Dynamics of the Free Market
MARCH 01, 1969 by ROBERT H. EAGLE
Dr. Eagle is a free-lance writer and management scientist in Chapel Hill, North Carolina.
Social and economic changes, changes in tastes and technology, appear inevitable. Many of yesterday’s products and processes have passed from the scene, replaced today by countless goods and services unheard of a few years ago.
Recognizing this fact, entrepreneurs attempt to anticipate or initiate change in order to secure a profit. In an active, relatively free market, they are constantly searching for new products and services which they hope will have widespread appeal and consequently produce the profit which successful innovations bring. Some of these attempts succeed; others fail. But the public as a whole is satisfied with the result of the free market mechanism, powered by the profit motive.
The conditions of supply and demand which pace economic changes are simply the expressed desires of willing buyers and sellers. The resources for production thus are attracted into business ventures that are potentially profitable.
However, when the source of investment is heavy taxation, the criterion of profit potentiality is lacking; and the size and impact of projects, thus financed, must inevitably bring about undesired changes. Had the general public’s desire for such undertakings been at all discernible, entrepreneurs would have banded together to take advantage of the obvious profit potential.
Many economists have long recognized the role of profit (positive and negative) in directing economic activity out of certain lines and into others, but the fact that the profit motive paces change, bringing it about but at the same time keeping it within manageable and tolerable limits, has seldom, if ever, been recognized.
Yet the second role of profit—causing tolerable, relatively gradual change, in contrast to the social and economic upheavals which are apparently becoming more drastic and frequent—may be as important as the role of directing economic activity.
The movement into or out of certain economic activities is directed by the consuming public which by its voluntary purchases or nonpurchases bestows positive or negative profits on the entrepreneurs involved. Similarly, the public, in a free market society in which government plays only a minor economic role, would control the pace of change.
A Sense of Stability Midst the Winds of Change
Both a desire for change and a resistance to change are built into human nature, in different proportions among different human beings. Very few people enjoy living in a society of constant and drastic changes. Human nature demands some sense of stability, some assurance that life is not going to be drastically different every day. It is widely believed that the pace of modern industrial society is having deleterious effects on the population, socially and psychologically. On the other hand, not many people wish to live out their lives without any prospect for change. The great mass of Americans fall into the middle ground, desiring change leavened with a certain amount of stability. And this is the kind and pace of change generally afforded as entrepreneurs cater to the general public in open competition.
However, when the government becomes the single largest customer in the economy, dwarfing the world’ s largest corporation, matters are far from the ideal described above. With its virtually unlimited access to resources (gained with the use of compulsion via its taxing powers), catering to powerful special interests (all of whom want the public treasure spent on their own behalf), the government is in a position to bring about vast and widespread changes that are undesirable so far as the general public is concerned.

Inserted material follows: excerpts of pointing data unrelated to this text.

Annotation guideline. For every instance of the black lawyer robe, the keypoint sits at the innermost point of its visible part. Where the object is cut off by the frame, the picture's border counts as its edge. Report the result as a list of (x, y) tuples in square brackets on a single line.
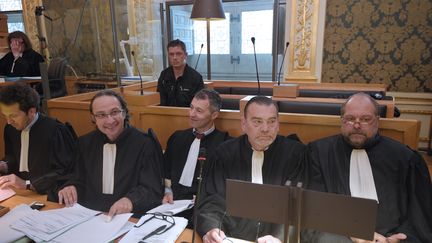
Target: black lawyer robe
[(50, 153), (401, 178), (137, 171), (176, 155), (284, 160)]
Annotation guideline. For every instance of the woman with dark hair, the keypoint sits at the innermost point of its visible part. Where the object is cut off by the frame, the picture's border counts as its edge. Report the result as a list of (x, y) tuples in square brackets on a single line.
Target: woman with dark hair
[(21, 60)]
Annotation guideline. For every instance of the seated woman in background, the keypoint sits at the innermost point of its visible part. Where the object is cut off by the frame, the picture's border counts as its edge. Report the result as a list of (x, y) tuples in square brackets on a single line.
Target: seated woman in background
[(21, 60)]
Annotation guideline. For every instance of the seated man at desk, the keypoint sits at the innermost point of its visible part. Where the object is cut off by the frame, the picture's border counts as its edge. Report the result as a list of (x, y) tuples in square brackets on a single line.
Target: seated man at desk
[(38, 149), (181, 169), (260, 156), (178, 83), (22, 60), (361, 163), (117, 166)]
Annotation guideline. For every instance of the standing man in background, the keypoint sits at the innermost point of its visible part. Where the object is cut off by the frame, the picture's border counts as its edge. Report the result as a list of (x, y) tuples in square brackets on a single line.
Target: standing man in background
[(22, 60), (38, 149), (178, 83), (181, 168)]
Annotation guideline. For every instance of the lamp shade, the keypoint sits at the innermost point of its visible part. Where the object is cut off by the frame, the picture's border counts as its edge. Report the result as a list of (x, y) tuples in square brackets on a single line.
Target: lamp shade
[(207, 10)]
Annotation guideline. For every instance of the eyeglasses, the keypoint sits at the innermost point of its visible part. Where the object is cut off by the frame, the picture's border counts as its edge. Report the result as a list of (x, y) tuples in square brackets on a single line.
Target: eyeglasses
[(113, 114), (160, 230), (363, 120)]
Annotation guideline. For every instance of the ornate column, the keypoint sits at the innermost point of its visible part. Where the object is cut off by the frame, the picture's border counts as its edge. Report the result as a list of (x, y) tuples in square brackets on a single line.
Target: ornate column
[(303, 37)]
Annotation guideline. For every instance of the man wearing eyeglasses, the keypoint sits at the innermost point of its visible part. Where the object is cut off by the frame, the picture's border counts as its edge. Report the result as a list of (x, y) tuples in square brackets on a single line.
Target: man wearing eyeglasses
[(38, 149), (22, 60), (117, 166), (362, 163), (260, 156)]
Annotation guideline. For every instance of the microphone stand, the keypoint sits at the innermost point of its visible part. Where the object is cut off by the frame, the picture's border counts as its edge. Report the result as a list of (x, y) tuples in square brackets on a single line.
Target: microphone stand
[(199, 55), (283, 59), (201, 159), (256, 66), (139, 73)]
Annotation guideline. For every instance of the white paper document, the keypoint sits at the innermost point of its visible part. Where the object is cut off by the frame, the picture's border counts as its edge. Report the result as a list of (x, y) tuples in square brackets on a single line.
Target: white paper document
[(8, 234), (173, 209), (94, 230), (170, 236), (47, 225), (6, 193)]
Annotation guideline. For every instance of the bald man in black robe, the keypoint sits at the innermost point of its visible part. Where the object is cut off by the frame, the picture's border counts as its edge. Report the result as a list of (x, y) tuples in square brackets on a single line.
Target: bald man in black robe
[(400, 176)]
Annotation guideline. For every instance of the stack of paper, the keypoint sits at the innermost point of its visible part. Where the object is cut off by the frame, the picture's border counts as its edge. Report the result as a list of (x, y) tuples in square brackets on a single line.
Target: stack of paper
[(47, 225)]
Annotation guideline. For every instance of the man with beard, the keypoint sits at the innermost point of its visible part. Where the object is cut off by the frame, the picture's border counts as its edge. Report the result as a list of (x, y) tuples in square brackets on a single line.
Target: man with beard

An example of the disruptions brought about by coercive government intervention is the "diverted-acres program." Under this program, the Federal government pays large landowners handsomely to retire land from production.
Senator Abraham Ribicoff reports in the September, 1968, Reader’s Digest that the average corn acreage has been cut by 15 per cent since 1961, but the corn harvest went up by 376 million bushels. The large operators retired their poorest land and "spent their government checks on more fertilizer and high-yield technology for their remaining acres." Such a program adversely affected "the small farmer who did not have enough land to participate in the diverted acres program." The report continues, "to collect Washington’s cash for diverting acres into growing pulpwood, for example, many landowners have dispossessed tenants and laborers by the thousands…. The net effect… has been to eject 100,000 more farm people per year."
The population movement from farms to industrialized centers goes on in any economy as it changes from predominantly agricultural to predominantly industrial. In the absence of government intervention, this movement tends to be spread out over time rather than to occur in sudden spurts. When farm workers, unprepared by skill or background for city life, move gradually into urban centers, they can be more readily absorbed into the new environment than when they abruptly arrive in large numbers.
The farm program, as Senator Ribicoff explains, is one of "the forces moving poor farm people into urban ghettos." Such environmental wrenchings add to the overall problem of crime and delinquency.
The letting of large government contracts, giant public works, space and national defense programs (as when military bases are located, opened, and shut down for political considerations) such actions, based on compulsion, have a monumental impact on the economy and the disposition of men, money, and materials. In addition, fiscal and monetary policies, usually involving the expansion of money and credit, overstimulate the economy and bring about drastic coerced changes that no combination of entrepreneurs, big and small, could ever accomplish.
If these intolerable dislocations of people and resources are to be avoided, the responsibility must be withdrawn from government and re-assumed by the private sector of the economy.